Нынче поутру удалось за бесценок нанять вполне еще приличную линейку под тентом, в которой мы покатим. Неожиданно фон Мюфлинг отпал! Все дни он твердил, что счастлив ехать вместе с нами, и сиял, а тут вдруг потускнел, помрачнел даже и наговорил мне миллион странностей. «Вы, – сказал он, – очень счастливы друг с другом, я крайне привязался к вам за это время. Будучи несколько осведомлен о ваших обстоятельствах, не могу взять в толк, как это вы так простодушно рискуете, то есть неужели вы не боитесь всяческих козней со стороны, ну, скажем, госпожи Тучковой (а вам известно, что это за дама), или с его стороны (я, кажется, понял, кого он имел в виду), или, скажем, дойдет до нашего департамента…» – «Отчего же это ваш департамент станет вмешиваться в такое дело?» – полюбопытствовал я, смеясь. «Вот вы напутешествуетесь, – продолжал он, – устанете с дороги, а усталость, милостивый государь, разбивает мечты–с… или может так случиться, что вам, то есть именно вам, захочется отправиться, скажем, в Турцию, а для вашей спутницы это… Впрочем, покорнейше прошу простить меня за глупые догадки… Черт знает, откуда я этих ужасов набрался… Когда я уланствовал, была у меня, правда, похожая история. Я, честно говоря, опасался всяческого шума, но все обошлось… это было восхитительно, ей–богу…»
Еще он наговорил множество всего, а затем внезапно сказал, что решил нас покинуть, чтобы не докучать нам своим присутствием. «Я буду ждать вас в Пятигорске, как договорились. Вы не изменили своего решения?»

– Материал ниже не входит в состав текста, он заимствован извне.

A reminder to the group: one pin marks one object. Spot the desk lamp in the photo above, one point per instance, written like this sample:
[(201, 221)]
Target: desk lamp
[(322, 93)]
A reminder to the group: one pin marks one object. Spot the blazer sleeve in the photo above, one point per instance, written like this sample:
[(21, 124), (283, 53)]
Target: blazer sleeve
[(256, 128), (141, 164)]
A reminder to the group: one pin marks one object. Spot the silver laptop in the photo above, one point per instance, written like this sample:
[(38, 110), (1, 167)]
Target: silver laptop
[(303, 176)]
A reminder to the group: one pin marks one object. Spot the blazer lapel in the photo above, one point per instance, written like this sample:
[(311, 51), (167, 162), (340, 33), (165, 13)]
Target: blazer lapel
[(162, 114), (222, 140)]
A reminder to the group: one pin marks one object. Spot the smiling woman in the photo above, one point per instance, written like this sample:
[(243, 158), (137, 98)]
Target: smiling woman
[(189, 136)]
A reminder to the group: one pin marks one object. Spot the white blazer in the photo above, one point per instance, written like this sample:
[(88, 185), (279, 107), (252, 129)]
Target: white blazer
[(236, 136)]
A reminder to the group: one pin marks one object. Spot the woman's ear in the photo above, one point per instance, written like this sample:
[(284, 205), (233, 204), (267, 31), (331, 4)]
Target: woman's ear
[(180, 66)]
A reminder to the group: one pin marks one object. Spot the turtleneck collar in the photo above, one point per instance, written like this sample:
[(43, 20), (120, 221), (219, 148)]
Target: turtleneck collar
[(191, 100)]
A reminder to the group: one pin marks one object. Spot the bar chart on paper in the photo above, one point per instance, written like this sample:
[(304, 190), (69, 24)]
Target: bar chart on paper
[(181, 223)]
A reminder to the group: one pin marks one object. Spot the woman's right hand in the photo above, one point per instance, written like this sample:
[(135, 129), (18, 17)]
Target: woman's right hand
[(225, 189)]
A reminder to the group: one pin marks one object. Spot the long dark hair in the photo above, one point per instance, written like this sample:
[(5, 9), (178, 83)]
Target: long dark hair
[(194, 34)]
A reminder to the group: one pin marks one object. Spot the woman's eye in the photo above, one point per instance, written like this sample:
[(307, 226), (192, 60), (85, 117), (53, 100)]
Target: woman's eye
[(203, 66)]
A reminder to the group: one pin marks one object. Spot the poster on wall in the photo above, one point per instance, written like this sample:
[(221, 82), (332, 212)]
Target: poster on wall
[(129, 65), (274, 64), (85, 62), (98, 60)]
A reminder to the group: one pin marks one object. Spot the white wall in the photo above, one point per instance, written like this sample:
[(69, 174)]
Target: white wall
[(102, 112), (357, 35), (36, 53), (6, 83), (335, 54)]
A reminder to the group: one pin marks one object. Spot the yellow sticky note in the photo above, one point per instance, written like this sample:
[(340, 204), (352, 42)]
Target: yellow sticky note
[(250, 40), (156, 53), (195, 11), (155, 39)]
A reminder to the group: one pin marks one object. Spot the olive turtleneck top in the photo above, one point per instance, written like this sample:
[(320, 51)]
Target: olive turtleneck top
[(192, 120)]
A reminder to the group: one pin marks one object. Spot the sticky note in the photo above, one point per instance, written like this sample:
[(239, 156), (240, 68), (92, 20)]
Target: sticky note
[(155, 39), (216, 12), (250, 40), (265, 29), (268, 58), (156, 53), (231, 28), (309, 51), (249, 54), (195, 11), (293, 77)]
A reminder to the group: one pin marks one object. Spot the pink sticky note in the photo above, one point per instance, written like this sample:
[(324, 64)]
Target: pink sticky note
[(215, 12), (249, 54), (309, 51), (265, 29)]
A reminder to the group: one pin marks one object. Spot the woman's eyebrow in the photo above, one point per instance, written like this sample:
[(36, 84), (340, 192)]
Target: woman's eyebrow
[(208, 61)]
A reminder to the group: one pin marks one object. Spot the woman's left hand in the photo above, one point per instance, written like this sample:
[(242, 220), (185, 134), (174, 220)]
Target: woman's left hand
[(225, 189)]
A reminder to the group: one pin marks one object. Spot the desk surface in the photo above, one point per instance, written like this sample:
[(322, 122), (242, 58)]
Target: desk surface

Фон Мюфлинг, загадочный, обременительный, благородный, придуманный, укатил вчера поздним вечером. Прощаясь, он отвел меня в сторону и сказал: «Представляете, если в вашу историю вмешается мой департамент?» – «Отчего же ему вмешиваться в мои дела», – повторил я как мог спокойно. И затем: «В таком случае вам придется меня арестовать…» – «Не дай–то бог», – сказал он и пожал мне руку.

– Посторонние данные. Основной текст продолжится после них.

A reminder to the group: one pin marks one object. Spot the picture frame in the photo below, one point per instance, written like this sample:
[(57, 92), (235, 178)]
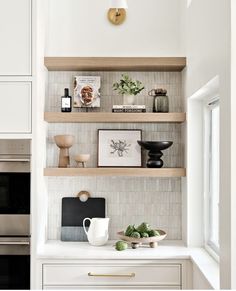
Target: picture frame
[(119, 148), (87, 91)]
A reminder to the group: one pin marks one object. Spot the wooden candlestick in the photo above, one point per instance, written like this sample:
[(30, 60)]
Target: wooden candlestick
[(64, 142)]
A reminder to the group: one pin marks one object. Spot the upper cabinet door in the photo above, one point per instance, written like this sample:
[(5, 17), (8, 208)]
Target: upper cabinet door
[(15, 36), (15, 107)]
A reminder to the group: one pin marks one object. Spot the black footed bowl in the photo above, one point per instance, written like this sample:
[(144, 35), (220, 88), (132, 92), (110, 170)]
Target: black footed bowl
[(155, 154)]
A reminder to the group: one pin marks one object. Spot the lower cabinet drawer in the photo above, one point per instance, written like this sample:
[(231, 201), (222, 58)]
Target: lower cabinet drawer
[(73, 275)]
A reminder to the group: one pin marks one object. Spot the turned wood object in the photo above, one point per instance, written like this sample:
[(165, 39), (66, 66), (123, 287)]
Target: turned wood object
[(64, 142)]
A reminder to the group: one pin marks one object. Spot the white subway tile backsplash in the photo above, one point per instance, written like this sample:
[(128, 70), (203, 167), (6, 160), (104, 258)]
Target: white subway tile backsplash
[(129, 200)]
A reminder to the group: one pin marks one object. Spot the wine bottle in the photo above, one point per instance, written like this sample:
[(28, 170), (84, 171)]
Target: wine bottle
[(66, 101)]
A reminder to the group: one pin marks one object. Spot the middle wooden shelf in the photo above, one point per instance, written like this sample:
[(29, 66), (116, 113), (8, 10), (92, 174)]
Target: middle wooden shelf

События этой недели обрушили на нас столько всего, что вместо истинного отдыха получилась нешуточная пытка. Надеюсь, дальнейшее путешествие несколько рассеет тяжесть на душе и успокоит нервы. Лавиния сама осмотрела линейку, ощупала ее, осталась довольна. Была решительна и энергична, как никогда. Обстоятельно записала наш дальнейший маршрут. Внезапно мягко, но решительно предложила отказаться от заезда в Пятигорск. Я сослался на обещание, данное фон Мюфлингу, но она настаивала («Я вам в дороге все объясню»), и я с облегчением согласился, ибо устал от его присутствия. «Напишите полковнику печальное письмо, – сказала она, – усложненное сожалениями и всякими восклицаниями…» И я принялся за письмо, и тут она добавила: «Напишите, что это все в связи с моими капризами, что мне взбрело на ум ехать в Киев к родственникам или в Тамбов…» Я удивился. «Так надо, милый друг», – ответила она нараспев».